Student-Facing Task: Turn and Talk with your partner. If you make $50,000 a year from age 25 to age 65, you will earn a total of $2,000,000 in your lifetime.


1. If you get into an accident tomorrow and can never physically work again, what happens to that $2,000,000?


2. What is mathematically the most valuable asset you own right now?

Activity 1

6.5.2: Disability Income Math


Launch: Keep students at whiteboards. Project the disability scenario. Give groups 8 minutes to run the calculations.


Synthesis: Have the class observe the boards. (Teacher Key: 60% of $4,000 = $2,400/month. They are short $1,600 compared to their old income). Emphasize that long-term disability is critical, but it rarely replaces 100% of income, making an emergency fund essential.

Student Facing Task

Student-Facing Task: A worker takes home $4,000 a month in income. They suffer a severe back injury and go on Long-Term Disability. The insurance policy pays 60% of their normal income while they recover.


1. Calculate their new monthly income from the insurance company.


2. If their monthly bills (rent, food, car) cost $3,000, are they financially secure while recovering?

Activity 2

6.5.3: Term vs. Whole Life Math


Launch: Present the premium comparison. Give the whiteboard groups 10 minutes to calculate the opportunity cost.


Synthesis: Facilitate a class debate. (Key: Difference is $225/month. Over 30 years, investing that $225 builds massive wealth, far outpacing the poor returns of Whole Life). Teach the golden rule of insurance: Insurance is for risk transfer; the stock market is for wealth building. Never mix the two.

Student Facing Task

Student-Facing Task: You want $500,000 of life insurance to protect your family.


• Option A (Term Life): Costs $25 a month for a 30-year term. If you don't die in 30 years, it expires.


• Option B (Whole Life): Costs $250 a month for your entire life, but builds a small "cash value" savings account inside it.


1. Calculate the exact dollar difference in the monthly premium between Option A and Option B.


2. "Buy Term and Invest the Rest" is a famous strategy. If you choose Option A, and invest that extra cash difference into an S&P 500 Index Fund every month for 30 years, why will you likely end up vastly wealthier than if you chose Option B?

Lesson Synthesis

Lesson Synthesis (5 min)


Narrative: Bring the class back to their seats. Review the student-facing learning targets. Summarize: "Protect your income with disability insurance while you are young.
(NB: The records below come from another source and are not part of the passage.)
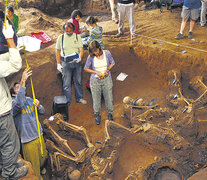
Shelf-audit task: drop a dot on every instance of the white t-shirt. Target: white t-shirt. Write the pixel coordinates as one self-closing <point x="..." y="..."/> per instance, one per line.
<point x="100" y="64"/>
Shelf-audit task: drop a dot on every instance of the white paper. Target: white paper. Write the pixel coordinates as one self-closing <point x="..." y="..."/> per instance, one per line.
<point x="121" y="77"/>
<point x="31" y="44"/>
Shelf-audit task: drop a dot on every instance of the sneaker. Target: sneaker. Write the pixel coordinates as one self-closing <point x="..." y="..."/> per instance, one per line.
<point x="134" y="34"/>
<point x="119" y="35"/>
<point x="20" y="172"/>
<point x="190" y="35"/>
<point x="110" y="117"/>
<point x="83" y="101"/>
<point x="98" y="119"/>
<point x="20" y="163"/>
<point x="179" y="36"/>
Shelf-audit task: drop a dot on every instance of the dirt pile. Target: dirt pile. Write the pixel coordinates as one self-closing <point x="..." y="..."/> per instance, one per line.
<point x="147" y="65"/>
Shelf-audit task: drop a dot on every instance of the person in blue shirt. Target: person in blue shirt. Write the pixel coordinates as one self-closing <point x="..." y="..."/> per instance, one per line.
<point x="23" y="110"/>
<point x="190" y="10"/>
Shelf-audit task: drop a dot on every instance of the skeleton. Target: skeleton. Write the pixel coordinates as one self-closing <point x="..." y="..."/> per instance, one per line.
<point x="62" y="156"/>
<point x="97" y="161"/>
<point x="198" y="85"/>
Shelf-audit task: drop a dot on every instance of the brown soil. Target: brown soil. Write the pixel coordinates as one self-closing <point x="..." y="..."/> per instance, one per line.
<point x="146" y="64"/>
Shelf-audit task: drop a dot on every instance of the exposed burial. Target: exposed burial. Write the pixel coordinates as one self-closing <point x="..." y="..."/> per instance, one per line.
<point x="159" y="128"/>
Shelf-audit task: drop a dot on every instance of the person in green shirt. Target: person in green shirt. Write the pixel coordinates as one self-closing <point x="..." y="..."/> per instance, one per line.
<point x="13" y="18"/>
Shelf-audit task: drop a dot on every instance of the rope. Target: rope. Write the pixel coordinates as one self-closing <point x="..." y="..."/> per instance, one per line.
<point x="18" y="13"/>
<point x="189" y="47"/>
<point x="33" y="94"/>
<point x="36" y="113"/>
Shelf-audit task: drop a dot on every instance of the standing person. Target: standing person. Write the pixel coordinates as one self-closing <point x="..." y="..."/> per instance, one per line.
<point x="10" y="62"/>
<point x="76" y="15"/>
<point x="13" y="18"/>
<point x="101" y="62"/>
<point x="126" y="8"/>
<point x="69" y="52"/>
<point x="203" y="12"/>
<point x="190" y="10"/>
<point x="26" y="123"/>
<point x="95" y="32"/>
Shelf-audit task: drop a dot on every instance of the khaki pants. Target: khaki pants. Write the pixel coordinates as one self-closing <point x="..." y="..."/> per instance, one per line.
<point x="32" y="153"/>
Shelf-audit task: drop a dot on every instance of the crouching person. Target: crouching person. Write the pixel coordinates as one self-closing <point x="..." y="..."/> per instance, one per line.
<point x="25" y="120"/>
<point x="10" y="62"/>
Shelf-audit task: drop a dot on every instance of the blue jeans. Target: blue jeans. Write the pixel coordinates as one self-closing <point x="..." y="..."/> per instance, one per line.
<point x="97" y="88"/>
<point x="9" y="146"/>
<point x="72" y="71"/>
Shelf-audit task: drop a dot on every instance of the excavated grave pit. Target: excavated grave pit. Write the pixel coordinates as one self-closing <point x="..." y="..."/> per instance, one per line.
<point x="144" y="82"/>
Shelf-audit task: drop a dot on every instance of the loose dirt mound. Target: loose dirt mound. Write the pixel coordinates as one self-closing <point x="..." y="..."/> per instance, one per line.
<point x="146" y="64"/>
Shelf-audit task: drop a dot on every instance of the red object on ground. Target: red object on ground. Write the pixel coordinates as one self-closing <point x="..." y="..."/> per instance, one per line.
<point x="41" y="36"/>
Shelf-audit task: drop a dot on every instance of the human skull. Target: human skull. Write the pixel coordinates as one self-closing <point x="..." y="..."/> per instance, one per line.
<point x="127" y="100"/>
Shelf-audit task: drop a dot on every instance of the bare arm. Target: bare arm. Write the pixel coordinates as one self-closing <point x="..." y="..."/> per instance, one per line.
<point x="27" y="73"/>
<point x="81" y="52"/>
<point x="58" y="56"/>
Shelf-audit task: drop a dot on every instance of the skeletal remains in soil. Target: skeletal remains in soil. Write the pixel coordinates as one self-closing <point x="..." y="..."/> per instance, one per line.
<point x="174" y="127"/>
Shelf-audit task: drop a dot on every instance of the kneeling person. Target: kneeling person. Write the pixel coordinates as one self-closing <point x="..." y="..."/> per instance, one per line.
<point x="25" y="120"/>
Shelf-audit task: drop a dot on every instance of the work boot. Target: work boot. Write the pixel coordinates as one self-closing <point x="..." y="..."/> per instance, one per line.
<point x="98" y="119"/>
<point x="20" y="163"/>
<point x="110" y="117"/>
<point x="190" y="35"/>
<point x="179" y="36"/>
<point x="20" y="172"/>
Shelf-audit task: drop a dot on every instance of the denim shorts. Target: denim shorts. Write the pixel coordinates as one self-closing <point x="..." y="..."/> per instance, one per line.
<point x="189" y="13"/>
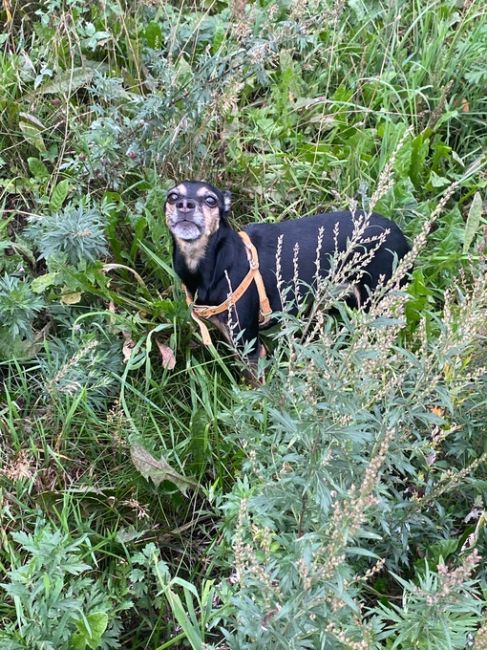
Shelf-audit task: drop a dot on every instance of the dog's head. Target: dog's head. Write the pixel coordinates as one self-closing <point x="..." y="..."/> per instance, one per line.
<point x="194" y="209"/>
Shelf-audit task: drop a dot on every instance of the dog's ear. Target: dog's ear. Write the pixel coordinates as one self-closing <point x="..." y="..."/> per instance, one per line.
<point x="227" y="202"/>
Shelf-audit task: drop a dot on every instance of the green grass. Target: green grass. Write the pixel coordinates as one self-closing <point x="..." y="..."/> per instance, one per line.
<point x="294" y="108"/>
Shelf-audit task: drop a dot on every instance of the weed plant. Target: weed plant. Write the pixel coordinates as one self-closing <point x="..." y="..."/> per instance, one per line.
<point x="149" y="499"/>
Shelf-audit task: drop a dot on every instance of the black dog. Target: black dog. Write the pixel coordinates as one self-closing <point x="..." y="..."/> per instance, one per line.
<point x="212" y="259"/>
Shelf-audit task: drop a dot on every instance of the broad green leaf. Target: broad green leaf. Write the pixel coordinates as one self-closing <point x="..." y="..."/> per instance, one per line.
<point x="473" y="221"/>
<point x="32" y="129"/>
<point x="37" y="168"/>
<point x="83" y="638"/>
<point x="72" y="298"/>
<point x="42" y="282"/>
<point x="192" y="633"/>
<point x="153" y="35"/>
<point x="158" y="470"/>
<point x="71" y="80"/>
<point x="438" y="181"/>
<point x="59" y="194"/>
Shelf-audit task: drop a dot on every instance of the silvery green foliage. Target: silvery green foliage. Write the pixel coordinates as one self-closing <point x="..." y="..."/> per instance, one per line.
<point x="87" y="364"/>
<point x="18" y="307"/>
<point x="75" y="233"/>
<point x="332" y="492"/>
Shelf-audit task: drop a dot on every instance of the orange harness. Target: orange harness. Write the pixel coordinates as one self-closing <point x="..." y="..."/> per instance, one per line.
<point x="199" y="312"/>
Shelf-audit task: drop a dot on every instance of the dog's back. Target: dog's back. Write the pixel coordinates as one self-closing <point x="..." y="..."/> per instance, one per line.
<point x="361" y="249"/>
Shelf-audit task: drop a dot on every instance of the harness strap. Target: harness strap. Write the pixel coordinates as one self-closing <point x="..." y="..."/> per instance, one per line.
<point x="199" y="312"/>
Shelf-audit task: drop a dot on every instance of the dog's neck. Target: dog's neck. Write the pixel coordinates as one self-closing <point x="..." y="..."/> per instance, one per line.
<point x="195" y="262"/>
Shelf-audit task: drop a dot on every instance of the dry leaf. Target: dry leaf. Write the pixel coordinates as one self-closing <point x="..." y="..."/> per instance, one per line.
<point x="158" y="470"/>
<point x="128" y="346"/>
<point x="167" y="356"/>
<point x="438" y="411"/>
<point x="71" y="298"/>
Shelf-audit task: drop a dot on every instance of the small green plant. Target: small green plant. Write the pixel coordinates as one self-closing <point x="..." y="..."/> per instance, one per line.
<point x="18" y="307"/>
<point x="56" y="604"/>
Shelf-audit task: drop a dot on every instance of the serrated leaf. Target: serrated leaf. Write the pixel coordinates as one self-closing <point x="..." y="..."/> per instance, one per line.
<point x="168" y="358"/>
<point x="37" y="168"/>
<point x="58" y="195"/>
<point x="158" y="470"/>
<point x="42" y="282"/>
<point x="473" y="222"/>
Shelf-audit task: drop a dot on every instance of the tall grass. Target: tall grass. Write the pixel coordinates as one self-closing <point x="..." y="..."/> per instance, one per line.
<point x="342" y="504"/>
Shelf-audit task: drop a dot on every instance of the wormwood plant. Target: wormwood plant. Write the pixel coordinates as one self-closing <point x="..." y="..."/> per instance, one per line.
<point x="76" y="234"/>
<point x="345" y="480"/>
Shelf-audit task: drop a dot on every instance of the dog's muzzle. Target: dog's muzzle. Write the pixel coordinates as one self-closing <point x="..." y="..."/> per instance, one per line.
<point x="187" y="224"/>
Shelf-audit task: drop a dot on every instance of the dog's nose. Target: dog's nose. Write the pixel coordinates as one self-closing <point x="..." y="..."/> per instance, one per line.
<point x="185" y="205"/>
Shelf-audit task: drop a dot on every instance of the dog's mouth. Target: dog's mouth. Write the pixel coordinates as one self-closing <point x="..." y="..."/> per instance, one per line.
<point x="187" y="230"/>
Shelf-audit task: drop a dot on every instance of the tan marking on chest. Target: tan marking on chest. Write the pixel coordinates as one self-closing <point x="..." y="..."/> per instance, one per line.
<point x="194" y="251"/>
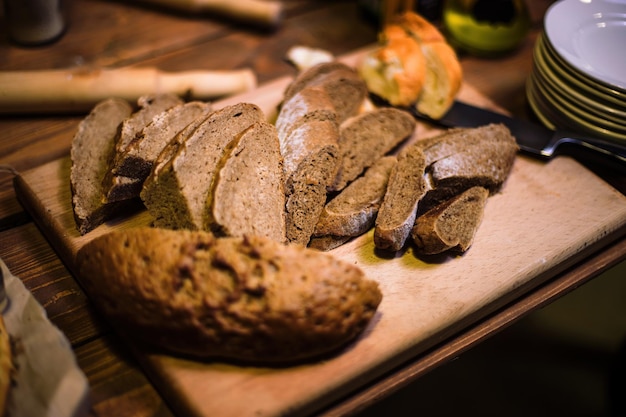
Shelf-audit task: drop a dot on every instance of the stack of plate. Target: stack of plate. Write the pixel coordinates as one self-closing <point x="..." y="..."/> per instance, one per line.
<point x="578" y="81"/>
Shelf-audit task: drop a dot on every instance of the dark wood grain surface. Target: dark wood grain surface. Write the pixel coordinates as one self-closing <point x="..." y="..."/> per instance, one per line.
<point x="119" y="34"/>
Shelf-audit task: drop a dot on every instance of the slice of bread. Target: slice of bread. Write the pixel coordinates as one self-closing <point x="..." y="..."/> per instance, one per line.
<point x="248" y="195"/>
<point x="463" y="158"/>
<point x="452" y="224"/>
<point x="137" y="159"/>
<point x="343" y="85"/>
<point x="367" y="137"/>
<point x="177" y="197"/>
<point x="466" y="157"/>
<point x="398" y="211"/>
<point x="306" y="105"/>
<point x="92" y="146"/>
<point x="118" y="187"/>
<point x="327" y="242"/>
<point x="244" y="299"/>
<point x="353" y="211"/>
<point x="310" y="160"/>
<point x="171" y="148"/>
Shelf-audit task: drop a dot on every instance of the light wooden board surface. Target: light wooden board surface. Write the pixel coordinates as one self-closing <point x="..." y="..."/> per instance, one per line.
<point x="547" y="216"/>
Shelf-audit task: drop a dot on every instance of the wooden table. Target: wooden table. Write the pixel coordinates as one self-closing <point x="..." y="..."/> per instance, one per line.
<point x="114" y="34"/>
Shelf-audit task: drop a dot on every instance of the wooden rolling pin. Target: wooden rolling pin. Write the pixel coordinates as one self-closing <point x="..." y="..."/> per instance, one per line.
<point x="78" y="90"/>
<point x="258" y="12"/>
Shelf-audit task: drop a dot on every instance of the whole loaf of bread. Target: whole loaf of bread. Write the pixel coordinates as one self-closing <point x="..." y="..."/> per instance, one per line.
<point x="247" y="299"/>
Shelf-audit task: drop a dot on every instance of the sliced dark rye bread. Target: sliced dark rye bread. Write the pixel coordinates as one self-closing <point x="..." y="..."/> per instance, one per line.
<point x="367" y="137"/>
<point x="345" y="89"/>
<point x="321" y="75"/>
<point x="306" y="105"/>
<point x="310" y="162"/>
<point x="119" y="187"/>
<point x="398" y="211"/>
<point x="463" y="158"/>
<point x="172" y="147"/>
<point x="248" y="193"/>
<point x="92" y="146"/>
<point x="353" y="211"/>
<point x="137" y="159"/>
<point x="177" y="197"/>
<point x="327" y="242"/>
<point x="452" y="224"/>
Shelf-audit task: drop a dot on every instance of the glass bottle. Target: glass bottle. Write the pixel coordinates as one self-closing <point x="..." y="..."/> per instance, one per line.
<point x="486" y="27"/>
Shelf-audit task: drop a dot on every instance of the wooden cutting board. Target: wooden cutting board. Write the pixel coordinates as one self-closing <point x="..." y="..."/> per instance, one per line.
<point x="547" y="216"/>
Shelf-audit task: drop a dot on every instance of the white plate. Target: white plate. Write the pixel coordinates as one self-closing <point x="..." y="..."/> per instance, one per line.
<point x="590" y="35"/>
Buy cheap Term Life insurance to protect your dependents, and invest the savings so you become 'self-insured' later in life."

Cool Down

6.5.4: The Dependency Test


Narrative: This exit ticket serves as a formative assessment on the necessity of life insurance. Teacher Rubric: A successful response must state that Person A does not need life insurance because no one relies on their income to survive. Person B absolutely needs life insurance to replace their income so their three children don't become homeless if they pass away.

Student Facing Task

Student-Facing Task: Based on the mathematical purpose of life insurance, who actually needs to buy a policy today: Person A (a single 25-year-old with no kids and no debt) or Person B (a 35-year-old sole breadwinner with three children)? Explain your logic.